Her words hang heavily in the air as my mind struggles to process them. They would make sense to me if we were fifteen again. But we are grown-ass adults with jobs and a child. Still, I just want my life back. My wife … my family. “Fine. Let’s meet at a bar. Let’s date like we’re meeting for the first time. I’ll act like you’ve looked this way forever. You can tell me as little or as much as you want to about yourself, and I won’t bring up our past.”
After several unblinking seconds, a tiny smile works its way up her face. “I love you, Eli. I will always love you. But you just said it yourself, it would be an act. We both deserve something better than that. We could go through the motions, but they would mean nothing because we both would know they were an act.”

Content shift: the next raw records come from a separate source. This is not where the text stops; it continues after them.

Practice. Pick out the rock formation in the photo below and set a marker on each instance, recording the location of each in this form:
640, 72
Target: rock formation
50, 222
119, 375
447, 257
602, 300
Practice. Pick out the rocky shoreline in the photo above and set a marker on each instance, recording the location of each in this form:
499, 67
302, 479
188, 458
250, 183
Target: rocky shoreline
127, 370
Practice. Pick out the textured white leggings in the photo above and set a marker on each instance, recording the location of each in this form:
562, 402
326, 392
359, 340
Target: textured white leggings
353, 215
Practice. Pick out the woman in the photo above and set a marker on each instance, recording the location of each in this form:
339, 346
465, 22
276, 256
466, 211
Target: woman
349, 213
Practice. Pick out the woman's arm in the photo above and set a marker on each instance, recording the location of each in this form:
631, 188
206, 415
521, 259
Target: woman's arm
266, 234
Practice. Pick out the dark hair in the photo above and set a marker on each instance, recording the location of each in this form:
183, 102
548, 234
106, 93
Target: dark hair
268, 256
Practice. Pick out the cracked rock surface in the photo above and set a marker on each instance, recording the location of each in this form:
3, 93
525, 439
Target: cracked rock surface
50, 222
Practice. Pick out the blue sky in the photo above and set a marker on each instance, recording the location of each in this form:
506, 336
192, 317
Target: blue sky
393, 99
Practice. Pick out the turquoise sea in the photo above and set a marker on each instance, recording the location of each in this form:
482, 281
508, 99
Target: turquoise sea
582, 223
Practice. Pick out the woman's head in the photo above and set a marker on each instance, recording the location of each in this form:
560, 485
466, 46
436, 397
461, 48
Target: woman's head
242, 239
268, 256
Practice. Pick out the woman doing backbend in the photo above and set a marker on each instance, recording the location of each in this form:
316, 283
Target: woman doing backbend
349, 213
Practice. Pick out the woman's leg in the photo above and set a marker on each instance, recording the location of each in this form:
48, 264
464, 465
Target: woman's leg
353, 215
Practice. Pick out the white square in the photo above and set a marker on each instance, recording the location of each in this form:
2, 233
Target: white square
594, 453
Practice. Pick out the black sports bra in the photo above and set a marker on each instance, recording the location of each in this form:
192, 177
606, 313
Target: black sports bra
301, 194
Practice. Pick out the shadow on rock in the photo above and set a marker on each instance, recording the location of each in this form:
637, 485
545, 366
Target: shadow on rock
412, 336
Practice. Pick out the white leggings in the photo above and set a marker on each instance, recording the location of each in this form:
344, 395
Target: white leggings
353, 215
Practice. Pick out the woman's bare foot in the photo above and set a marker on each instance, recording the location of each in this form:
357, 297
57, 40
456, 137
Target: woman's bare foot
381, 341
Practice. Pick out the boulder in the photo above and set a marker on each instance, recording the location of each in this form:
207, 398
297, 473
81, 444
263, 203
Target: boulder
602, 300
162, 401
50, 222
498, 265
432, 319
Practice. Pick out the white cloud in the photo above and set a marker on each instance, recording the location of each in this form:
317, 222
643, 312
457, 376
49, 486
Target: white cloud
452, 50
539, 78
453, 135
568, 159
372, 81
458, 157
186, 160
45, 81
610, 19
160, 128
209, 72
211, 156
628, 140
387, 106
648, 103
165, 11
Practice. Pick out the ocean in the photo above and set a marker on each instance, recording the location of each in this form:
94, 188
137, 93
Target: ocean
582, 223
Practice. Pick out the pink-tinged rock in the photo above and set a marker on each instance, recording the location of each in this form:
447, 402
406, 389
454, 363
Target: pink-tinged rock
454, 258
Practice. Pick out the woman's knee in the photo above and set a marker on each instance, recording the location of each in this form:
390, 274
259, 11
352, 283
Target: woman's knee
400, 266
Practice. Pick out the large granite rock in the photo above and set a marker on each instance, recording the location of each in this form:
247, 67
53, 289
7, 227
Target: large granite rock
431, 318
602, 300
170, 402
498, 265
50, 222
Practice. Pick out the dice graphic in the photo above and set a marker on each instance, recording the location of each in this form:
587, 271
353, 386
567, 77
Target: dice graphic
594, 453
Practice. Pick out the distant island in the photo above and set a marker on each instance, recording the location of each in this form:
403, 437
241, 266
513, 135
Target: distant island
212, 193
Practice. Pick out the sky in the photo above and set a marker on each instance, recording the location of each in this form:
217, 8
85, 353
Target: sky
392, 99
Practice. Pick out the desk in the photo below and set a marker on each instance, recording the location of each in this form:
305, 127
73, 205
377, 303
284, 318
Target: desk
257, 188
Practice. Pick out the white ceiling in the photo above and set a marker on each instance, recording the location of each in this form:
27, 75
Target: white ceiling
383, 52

She looks at me like a dog she plans to leave at a shelter. It’s the way she looked at me when she said she needed out. A terrible look. I’m good with that being the last time she gives it to me.
“I’ll have Roman’s bag packed Sunday night.” I turn and exit her office without looking back. I’m done looking back at the wreckage of my marriage.
Dorothy
The following morning, after a twelve-hour shift, I wait inside the parking garage entrance. I have it on good authority that Dr. Hawkins will be here at 7:00 a.m. It’s not his weekend to work, but (also on good authority) he has a patient in a special chemotherapy trial, and he needs to check in on her.